Pegangannya bergerak dan Rozanne mengintip ke dalam.
“Kapten, ada seseorang di sini dengan misi.”
Sebuah misi… Tampaknya ini ditujukan pada Perusahaan Keamanan Blackthorn dan bukan pada Pasukan Burung Malam. Jadi, siapa yang salah mendatangi kita kali ini? Klein bertanya-tanya pada dirinya sendiri.
Dunn berpikir sejenak sebelum berkata, “Kita bisa mendengarkan permintaan itu dan menolaknya jika itu terlalu merepotkan.”
Dia mengatur kemeja dan rompinya saat dia berjalan keluar kantor. Dia berjalan melewati partisi dan menuju sofa di area resepsionis. Klein dan Rozanne mengikuti dengan rasa ingin tahu di belakang.
Ada dua wanita di atas sofa, keduanya mengenakan topi dan gaun hitam tanpa warna tambahan.
Salah satu wanita itu montok dan berkulit putih.

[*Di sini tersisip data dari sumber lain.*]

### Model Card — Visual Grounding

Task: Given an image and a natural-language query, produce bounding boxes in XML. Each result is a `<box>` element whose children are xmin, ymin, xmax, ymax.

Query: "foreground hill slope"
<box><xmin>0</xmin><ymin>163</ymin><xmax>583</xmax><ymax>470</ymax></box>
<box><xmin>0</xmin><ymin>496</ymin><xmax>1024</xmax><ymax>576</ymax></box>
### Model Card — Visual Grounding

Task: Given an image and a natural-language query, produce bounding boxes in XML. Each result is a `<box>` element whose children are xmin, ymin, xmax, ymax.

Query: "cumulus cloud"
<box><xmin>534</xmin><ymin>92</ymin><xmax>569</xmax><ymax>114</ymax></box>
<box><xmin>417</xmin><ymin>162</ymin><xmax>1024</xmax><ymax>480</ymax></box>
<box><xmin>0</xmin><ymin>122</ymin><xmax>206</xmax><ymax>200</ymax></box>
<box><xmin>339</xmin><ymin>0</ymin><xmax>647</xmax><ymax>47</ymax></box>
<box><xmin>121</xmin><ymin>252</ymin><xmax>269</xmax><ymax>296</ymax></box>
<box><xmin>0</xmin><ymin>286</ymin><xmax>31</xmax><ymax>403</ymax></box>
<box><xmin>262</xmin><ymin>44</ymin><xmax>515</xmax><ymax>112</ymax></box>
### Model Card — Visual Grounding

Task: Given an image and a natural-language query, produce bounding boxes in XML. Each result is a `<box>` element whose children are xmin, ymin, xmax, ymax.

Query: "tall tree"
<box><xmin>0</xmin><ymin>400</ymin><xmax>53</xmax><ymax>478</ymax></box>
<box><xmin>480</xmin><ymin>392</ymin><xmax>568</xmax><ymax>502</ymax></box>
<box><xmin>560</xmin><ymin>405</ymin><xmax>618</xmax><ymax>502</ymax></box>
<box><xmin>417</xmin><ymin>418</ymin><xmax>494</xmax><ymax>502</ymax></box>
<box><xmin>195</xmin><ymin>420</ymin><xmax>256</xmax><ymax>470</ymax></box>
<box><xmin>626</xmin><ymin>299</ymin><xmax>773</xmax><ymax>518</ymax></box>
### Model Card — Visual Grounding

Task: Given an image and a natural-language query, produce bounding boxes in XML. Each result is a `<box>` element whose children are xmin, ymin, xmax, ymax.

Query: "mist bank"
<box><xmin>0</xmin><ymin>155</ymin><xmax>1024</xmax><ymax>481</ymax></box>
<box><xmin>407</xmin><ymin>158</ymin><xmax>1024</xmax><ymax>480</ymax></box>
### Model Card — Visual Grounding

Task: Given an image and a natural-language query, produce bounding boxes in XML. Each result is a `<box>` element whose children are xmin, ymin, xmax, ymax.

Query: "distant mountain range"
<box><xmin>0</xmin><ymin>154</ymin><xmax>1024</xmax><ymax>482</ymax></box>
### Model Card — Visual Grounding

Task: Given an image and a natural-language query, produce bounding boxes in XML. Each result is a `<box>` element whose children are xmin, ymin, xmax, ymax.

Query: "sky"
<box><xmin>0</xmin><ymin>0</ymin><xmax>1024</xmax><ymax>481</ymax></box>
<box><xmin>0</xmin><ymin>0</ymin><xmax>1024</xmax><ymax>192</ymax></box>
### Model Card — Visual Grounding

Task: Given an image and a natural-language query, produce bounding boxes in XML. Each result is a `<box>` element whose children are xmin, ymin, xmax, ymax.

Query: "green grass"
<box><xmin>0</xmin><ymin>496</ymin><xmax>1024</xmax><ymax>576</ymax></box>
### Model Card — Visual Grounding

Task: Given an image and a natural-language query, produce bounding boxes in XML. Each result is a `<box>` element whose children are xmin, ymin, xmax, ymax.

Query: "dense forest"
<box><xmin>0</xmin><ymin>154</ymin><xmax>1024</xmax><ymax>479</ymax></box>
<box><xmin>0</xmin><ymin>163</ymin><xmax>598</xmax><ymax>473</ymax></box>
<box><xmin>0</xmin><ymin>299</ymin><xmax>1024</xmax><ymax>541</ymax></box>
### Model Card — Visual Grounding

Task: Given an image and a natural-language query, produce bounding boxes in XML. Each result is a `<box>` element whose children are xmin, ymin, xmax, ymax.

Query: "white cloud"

Wajahnya tertutup sepenuhnya oleh cadar hitam topinya.
Klein merasakan keakraban ketika dia melihatnya, seolah-olah dia pernah melihatnya di suatu tempat sebelumnya.
Saat dia mengingatnya, dia mendengar wanita kurus di sampingnya berbicara.
“Misi yang ingin kami percayakan kepada Anda adalah agar Anda melacak dan memantau Nyonya Sharon dan menemukan bukti kejahatannya.”
Nyonya Sharon… Klein tiba-tiba mendapat pencerahan, dan teringat dari mana rasa keakraban itu berasal.
Wanita yang bungkam itu adalah istri Anggota Parlemen Maynard, putri pimpinan Partai Baru.
Dia merasa sulit menerima kematian suaminya dan tidak mau menerima kesimpulan yang diambil departemen kepolisian, jadi dia datang ke perusahaan keamanan secara pribadi untuk melakukan penyelidikan lain?
Tidak disangka dia datang langsung kepada kami… Klein menggelengkan kepalanya dan tertawa pada dirinya sendiri.